Sicily mafia murder probe targets Quebec lawyer: report

Sicily mafia murder probe targets Quebec lawyer: report

A Quebec lawyer with alleged mafia links has become a target of a joint probe by Canadian and Italian authorities into gangland murders in Sicily, a newspaper said Thursday.

The lawyer, who was not identified in the report, had been in frequent communication with both the victims and accused killers, “possibly acting as an intermediary,” said the daily National Post.

All four alleged mafiosos once lived in Canada and the murders were likely the transatlantic extension of a Montreal mob war, the paper said, citing unnamed sources.

Last month, Italian paramilitary police discovered the two charred bodies in Sicily of Italian-Canadian gangsters suspected of trafficking drugs to Canada who were being sought in a raid that netted 21 alleged mafiosi.

The two bodies were that of Juan Ramon Fernandez, 57, known as “Joe Bravo”, and Fernando Pimentel, 36, said the Carabinieri police. The bodies were riddled with around 30 gunshots.

They were suspected of trafficking heroin and oxycodone from Sicily to Canada together with a mafia clan based in Bagheria near Palermo.

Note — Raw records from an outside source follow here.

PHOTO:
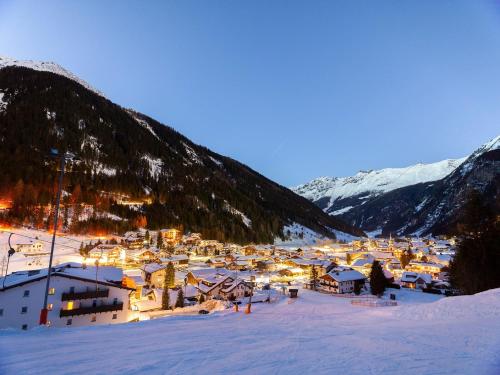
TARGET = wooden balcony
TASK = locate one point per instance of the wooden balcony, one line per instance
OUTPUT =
(91, 310)
(72, 296)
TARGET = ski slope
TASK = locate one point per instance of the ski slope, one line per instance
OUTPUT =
(314, 334)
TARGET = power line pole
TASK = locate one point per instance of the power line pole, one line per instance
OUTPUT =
(44, 311)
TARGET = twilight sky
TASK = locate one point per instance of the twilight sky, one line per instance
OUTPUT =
(294, 89)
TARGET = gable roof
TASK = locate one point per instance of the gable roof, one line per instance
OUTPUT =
(110, 276)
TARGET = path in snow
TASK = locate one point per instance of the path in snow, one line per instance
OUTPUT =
(317, 333)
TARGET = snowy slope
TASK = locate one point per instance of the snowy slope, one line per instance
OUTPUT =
(313, 334)
(45, 67)
(374, 182)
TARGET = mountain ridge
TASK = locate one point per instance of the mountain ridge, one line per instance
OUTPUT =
(431, 206)
(124, 152)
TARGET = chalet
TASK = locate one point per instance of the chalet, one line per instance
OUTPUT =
(239, 265)
(415, 280)
(108, 254)
(236, 290)
(78, 296)
(135, 240)
(426, 267)
(195, 276)
(171, 236)
(32, 248)
(141, 256)
(192, 239)
(342, 280)
(216, 262)
(211, 287)
(179, 260)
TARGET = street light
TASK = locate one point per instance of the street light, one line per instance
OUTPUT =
(44, 312)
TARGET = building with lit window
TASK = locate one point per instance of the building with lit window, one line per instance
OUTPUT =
(78, 296)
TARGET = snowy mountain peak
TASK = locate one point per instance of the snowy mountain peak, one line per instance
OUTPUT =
(45, 66)
(375, 182)
(493, 144)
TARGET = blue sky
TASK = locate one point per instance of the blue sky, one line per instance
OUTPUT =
(294, 89)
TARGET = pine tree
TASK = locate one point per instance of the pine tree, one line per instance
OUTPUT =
(165, 299)
(348, 258)
(314, 277)
(477, 260)
(170, 275)
(180, 299)
(378, 282)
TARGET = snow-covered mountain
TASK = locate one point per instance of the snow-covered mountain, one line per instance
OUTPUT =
(45, 66)
(124, 153)
(330, 192)
(421, 199)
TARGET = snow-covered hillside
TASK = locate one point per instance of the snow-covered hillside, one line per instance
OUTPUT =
(313, 334)
(44, 66)
(370, 183)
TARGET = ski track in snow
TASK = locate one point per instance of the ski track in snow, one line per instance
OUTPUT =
(315, 334)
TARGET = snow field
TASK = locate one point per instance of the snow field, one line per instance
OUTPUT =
(315, 333)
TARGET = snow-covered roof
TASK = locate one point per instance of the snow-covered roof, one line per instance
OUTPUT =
(410, 277)
(341, 275)
(104, 274)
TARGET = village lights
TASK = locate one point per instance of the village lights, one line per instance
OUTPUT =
(9, 254)
(66, 156)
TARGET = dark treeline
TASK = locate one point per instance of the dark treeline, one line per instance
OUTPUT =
(476, 265)
(195, 188)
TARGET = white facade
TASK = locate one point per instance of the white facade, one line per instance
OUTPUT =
(35, 248)
(81, 305)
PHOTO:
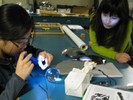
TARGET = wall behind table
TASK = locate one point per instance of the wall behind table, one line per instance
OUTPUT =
(88, 3)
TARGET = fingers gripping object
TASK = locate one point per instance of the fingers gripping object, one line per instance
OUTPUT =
(40, 60)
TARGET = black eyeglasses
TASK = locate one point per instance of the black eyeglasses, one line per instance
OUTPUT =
(20, 44)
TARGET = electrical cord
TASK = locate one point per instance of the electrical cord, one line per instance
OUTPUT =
(109, 78)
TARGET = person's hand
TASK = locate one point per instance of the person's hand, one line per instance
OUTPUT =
(47, 55)
(24, 66)
(122, 57)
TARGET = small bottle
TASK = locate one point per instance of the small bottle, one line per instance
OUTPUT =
(35, 6)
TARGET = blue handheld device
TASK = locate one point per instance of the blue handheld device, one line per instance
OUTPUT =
(33, 60)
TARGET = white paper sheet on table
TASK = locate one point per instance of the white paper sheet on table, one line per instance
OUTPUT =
(82, 45)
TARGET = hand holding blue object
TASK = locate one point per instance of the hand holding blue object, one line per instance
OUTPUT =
(40, 60)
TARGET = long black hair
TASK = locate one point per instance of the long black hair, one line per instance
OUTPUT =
(15, 22)
(118, 33)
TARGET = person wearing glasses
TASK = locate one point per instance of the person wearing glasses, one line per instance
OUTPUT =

The Carabinieri police said two mafia “men of honor” — the Bagheria-born Scaduto brothers, Salvatore and Pietro — had already been arrested as suspects in the murders.

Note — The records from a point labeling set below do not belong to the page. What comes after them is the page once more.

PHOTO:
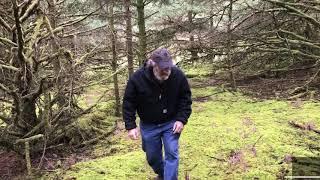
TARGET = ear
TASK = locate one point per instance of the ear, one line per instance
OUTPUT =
(150, 62)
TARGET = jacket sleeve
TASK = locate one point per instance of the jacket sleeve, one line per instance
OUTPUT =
(184, 101)
(129, 105)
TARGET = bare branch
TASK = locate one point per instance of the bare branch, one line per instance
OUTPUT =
(5, 24)
(7, 41)
(9, 67)
(29, 10)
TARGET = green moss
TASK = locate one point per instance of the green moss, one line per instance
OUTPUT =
(219, 126)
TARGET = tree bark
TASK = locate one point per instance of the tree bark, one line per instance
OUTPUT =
(114, 59)
(127, 4)
(142, 32)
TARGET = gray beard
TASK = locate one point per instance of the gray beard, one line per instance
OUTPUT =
(160, 78)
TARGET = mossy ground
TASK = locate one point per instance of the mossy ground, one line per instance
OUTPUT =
(229, 136)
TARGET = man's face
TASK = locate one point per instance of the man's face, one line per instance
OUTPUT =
(161, 74)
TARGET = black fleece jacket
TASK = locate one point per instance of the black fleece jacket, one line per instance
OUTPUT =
(156, 102)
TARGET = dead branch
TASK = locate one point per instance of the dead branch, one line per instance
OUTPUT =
(29, 10)
(296, 11)
(303, 127)
(5, 24)
(8, 42)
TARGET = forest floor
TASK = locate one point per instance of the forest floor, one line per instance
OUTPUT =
(229, 136)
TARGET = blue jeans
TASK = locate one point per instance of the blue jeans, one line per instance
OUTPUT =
(153, 137)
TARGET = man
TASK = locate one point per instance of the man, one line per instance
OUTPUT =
(161, 95)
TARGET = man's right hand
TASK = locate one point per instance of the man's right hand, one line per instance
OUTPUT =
(133, 133)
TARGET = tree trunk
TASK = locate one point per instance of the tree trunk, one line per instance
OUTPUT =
(142, 32)
(194, 54)
(114, 59)
(229, 36)
(129, 37)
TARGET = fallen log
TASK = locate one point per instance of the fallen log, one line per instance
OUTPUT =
(304, 127)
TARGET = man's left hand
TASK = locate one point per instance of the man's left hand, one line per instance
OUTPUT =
(177, 127)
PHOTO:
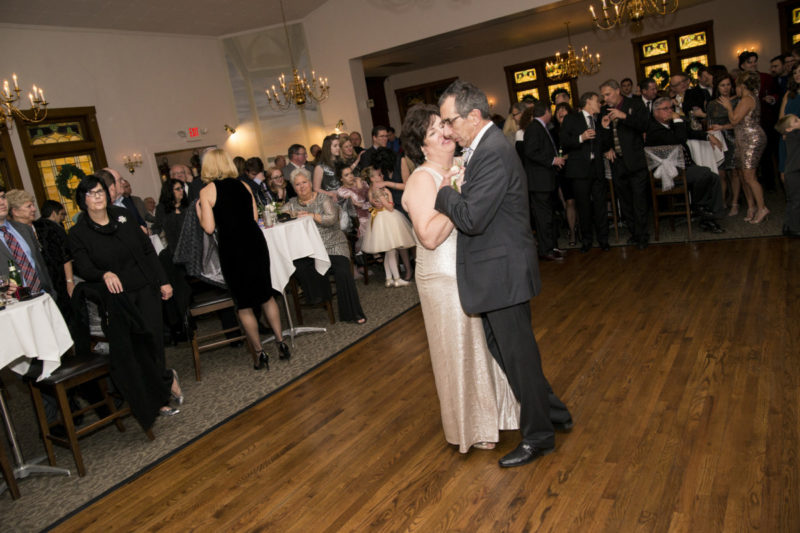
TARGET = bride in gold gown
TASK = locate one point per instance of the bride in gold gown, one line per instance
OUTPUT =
(475, 399)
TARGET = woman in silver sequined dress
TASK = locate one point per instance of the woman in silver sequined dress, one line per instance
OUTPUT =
(475, 399)
(750, 141)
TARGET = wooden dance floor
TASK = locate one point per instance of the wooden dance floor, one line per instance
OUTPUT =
(680, 366)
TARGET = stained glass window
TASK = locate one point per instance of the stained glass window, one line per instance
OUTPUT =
(692, 64)
(523, 76)
(522, 94)
(55, 133)
(50, 168)
(692, 40)
(655, 49)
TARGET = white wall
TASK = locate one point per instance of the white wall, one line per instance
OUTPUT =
(145, 87)
(737, 24)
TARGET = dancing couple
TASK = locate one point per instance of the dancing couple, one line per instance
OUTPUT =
(476, 253)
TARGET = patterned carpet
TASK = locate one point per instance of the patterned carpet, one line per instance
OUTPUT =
(229, 386)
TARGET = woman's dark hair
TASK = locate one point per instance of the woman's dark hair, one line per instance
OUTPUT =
(559, 107)
(49, 207)
(326, 156)
(87, 184)
(167, 197)
(793, 87)
(238, 161)
(526, 118)
(719, 79)
(415, 127)
(254, 165)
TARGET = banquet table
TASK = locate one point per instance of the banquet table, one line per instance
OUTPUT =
(286, 242)
(33, 329)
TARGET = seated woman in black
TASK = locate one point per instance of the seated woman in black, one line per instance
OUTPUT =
(228, 206)
(325, 213)
(108, 246)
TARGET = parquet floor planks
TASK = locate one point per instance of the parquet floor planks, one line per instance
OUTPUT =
(680, 366)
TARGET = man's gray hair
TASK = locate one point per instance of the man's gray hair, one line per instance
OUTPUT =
(467, 97)
(610, 83)
(661, 100)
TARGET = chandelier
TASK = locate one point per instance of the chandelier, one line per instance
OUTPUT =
(299, 90)
(634, 10)
(572, 65)
(8, 108)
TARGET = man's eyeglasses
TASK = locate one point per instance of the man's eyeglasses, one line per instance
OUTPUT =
(449, 121)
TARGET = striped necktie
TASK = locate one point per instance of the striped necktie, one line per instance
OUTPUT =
(29, 275)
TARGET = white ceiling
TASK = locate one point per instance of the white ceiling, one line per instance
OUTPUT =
(224, 17)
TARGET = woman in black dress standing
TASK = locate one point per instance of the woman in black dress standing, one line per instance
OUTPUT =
(228, 206)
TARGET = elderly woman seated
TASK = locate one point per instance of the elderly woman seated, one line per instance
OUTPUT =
(325, 213)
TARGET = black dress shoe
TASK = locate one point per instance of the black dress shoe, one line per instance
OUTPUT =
(523, 454)
(263, 362)
(283, 351)
(563, 427)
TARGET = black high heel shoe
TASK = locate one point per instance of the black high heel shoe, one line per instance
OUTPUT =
(283, 351)
(263, 362)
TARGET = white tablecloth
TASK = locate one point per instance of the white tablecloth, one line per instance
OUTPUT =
(292, 240)
(33, 329)
(706, 155)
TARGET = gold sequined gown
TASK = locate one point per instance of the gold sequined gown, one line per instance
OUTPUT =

Police think the order to kill Fernandez and Pimentel had come from Canada and was part of a turf war between two rival mafia bosses in Canada — the Vito Rizzuto mafia family and a new rebel faction led by Quebecois Raynald Desjardin.

“An order such (as) this could only come from someone of a high rank within the mob in Canada,” Lieutenant-Colonel Fabio Bottino, commander in Palermo of the Carabinieri paramilitary police unit, told the Post.

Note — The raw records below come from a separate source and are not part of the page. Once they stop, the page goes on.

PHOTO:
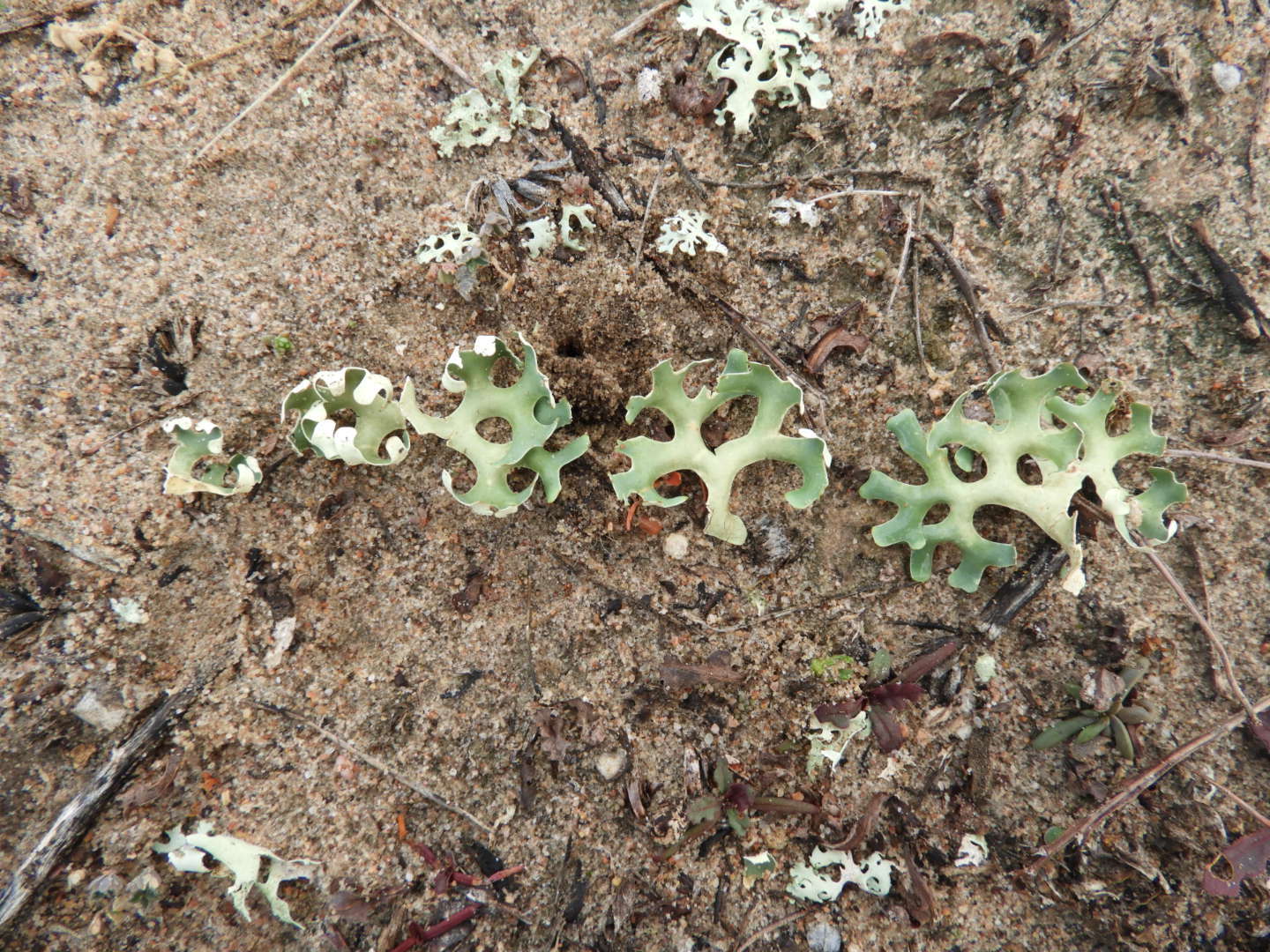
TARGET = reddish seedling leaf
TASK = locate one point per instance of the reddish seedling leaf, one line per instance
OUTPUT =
(839, 715)
(894, 695)
(1260, 729)
(886, 730)
(1247, 856)
(923, 664)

Fernandez — an alleged member of the Toronto-based Rizzuto family — was deported from Canada and moved to Bagheria after serving a 10-year prison sentence for extortion, drug trafficking and illegal possession of firearms.

Pimentel was also involved in organized crime in Toronto and had arrived in Sicily in March.

Canadian authorities declined to comment on the ongoing investigation.